JOHN D. DIXON. From January 1st to December 31st.
As successor in interest to J. H. Snyder, Joshua J. Mecham, John W. Hoover, and Hyrum Heiselt to 2.80 second feet of water which was appropriated upon lands in Provo Canyon, the place of use and the point of diversion having been changed and the said water is now being used upon lands below the mouth of Provo Canyon, and the point of diversion from Provo River is now at and near the mouth of Provo Canyon, Utah County, Utah, and said use may be continued and the quantity to which the said defendant is entitled at his said point of diversion, at and near the mouth of Provo Canyon, is 2.52 second feet; the same being of the transferred water rights referred to in subdivision (a) paragraph 33, hereof.
That ail rights declared and decreed herein, for domestic and municipal uses and for the generation of power, are continuous throughout the year without limitation to time or season.
And that all the rights declared and decreed herein, for irrigation purposes, include the right to divert and use water for irrigation, culinary, domestic and agricultural purposes connected therewith. And such rights of diversion and use for culinary, and domestic purposes are continuous throughout the year, and are limited to the quantity reasonably necessary for said uses. And such rights of diversion and use for irrigation purposes is confined to the irrigation season of each year, and none of said parties shall divert or use any of said waters, (except for culinary and domestic purposes as herein-before provided), during the non-irrigating season — after the necessity for such use for irrigation purposes has ceased in the Autumn of each year and until it is necessary to use the same for irrigation purposes in the Spring of the year following.

The language reflects a right to a year-round, January 1st to December 31st, use by John D. Dixon, in fact and presumptively, for present and future use of 2.52 cubic feet per second of Provo River water for culinary and domestic purposes during the irrigation and non-irrigation seasons, specifically defining the irrigation season as only from spring to autumn, which therefore defines non-irrigation as the remaining or winter months.

Since some of the Points on Appeal are mooted by our decision, the following observations and conclusions may be catalogued to expedite, and avoid confusion:

1. Provo City, having acquired the rights of any conflicting claims of others, for the purposes of this case, has whatever rights in the subject water, that were awarded to John D. Dixon in the Morse Decree.
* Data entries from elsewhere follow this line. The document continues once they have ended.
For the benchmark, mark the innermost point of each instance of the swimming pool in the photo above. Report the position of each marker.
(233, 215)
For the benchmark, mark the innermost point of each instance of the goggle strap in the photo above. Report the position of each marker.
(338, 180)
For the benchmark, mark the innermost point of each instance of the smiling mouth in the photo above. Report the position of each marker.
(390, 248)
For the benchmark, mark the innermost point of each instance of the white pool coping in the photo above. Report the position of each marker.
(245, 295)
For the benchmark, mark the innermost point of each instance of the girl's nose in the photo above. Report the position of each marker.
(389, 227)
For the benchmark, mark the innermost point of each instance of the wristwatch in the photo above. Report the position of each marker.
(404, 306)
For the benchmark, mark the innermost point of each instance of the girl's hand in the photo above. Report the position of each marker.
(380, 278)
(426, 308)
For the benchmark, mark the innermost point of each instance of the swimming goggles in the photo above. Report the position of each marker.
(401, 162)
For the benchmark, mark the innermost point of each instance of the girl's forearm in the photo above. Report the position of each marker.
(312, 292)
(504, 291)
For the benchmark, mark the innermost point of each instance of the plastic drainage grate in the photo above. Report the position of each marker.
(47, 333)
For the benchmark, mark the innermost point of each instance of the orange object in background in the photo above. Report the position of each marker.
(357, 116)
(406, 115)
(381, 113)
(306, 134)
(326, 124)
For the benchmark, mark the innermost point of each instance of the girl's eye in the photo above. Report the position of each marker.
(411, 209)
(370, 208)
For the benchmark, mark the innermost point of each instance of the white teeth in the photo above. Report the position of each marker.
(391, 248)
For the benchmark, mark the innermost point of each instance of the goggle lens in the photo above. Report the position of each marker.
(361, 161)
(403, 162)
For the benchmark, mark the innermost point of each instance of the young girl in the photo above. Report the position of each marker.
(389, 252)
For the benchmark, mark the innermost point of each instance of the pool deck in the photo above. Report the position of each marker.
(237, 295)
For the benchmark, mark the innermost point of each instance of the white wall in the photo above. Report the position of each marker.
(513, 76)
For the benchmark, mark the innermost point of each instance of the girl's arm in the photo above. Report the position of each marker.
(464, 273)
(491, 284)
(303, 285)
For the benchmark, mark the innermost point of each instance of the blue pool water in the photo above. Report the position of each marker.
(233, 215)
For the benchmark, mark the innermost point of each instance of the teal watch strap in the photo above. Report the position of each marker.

2. We differ from the trial court’s “finding” that Provo City had the burden of proving its own right to the water, concluding that such burden is on the plaintiffs [1221]*1221attacking it, — the Provo River Water Users Association, et al., who alleged that defendants had never exercised such rights. Plaintiffs’ assertion that because the inter-veners, Hamblin, had questioned Provo City’s right and Provo City resisted the claim, and reasserted its own, that somehow this circumstance would shift the burden of proof. Since Provo need not have had to prove its claim against plaintiffs, we cannot see how plaintiffs could avoid their primary obligation to take over the laboring oar.

3. Our conclusion above is not the primary ratio decidendi here, and therefore, a remand for a new trial is not necessary or ordered for that reason.

Addressing ourselves to the “burden of proof” issue that seriously was debated below, we refer to some of our own pronouncements to the effect that generally he who asserts something has the burden to prove it.

In Tanner v. Humphreys,5 a forerunner of this case, we said that:

In an application for a change of diversion, it is not necessary for a party so applying each time to make a showing that it has beneficially used its water right. If it has not, then the protestants may so show....
... It may be that the plaintiff should put in general proof that the change will not injure or disturb vested rights, but if so, it is rather in homage to the general rule that he is required to offer proof in support of all his allegations, and .. . the burden rests upon the plaintiff to establish the necessary facts to make out a prima facie case.... We must assume that the rights which the decree No. 2888 Civil gave to Dixon still belong to the plaintiff.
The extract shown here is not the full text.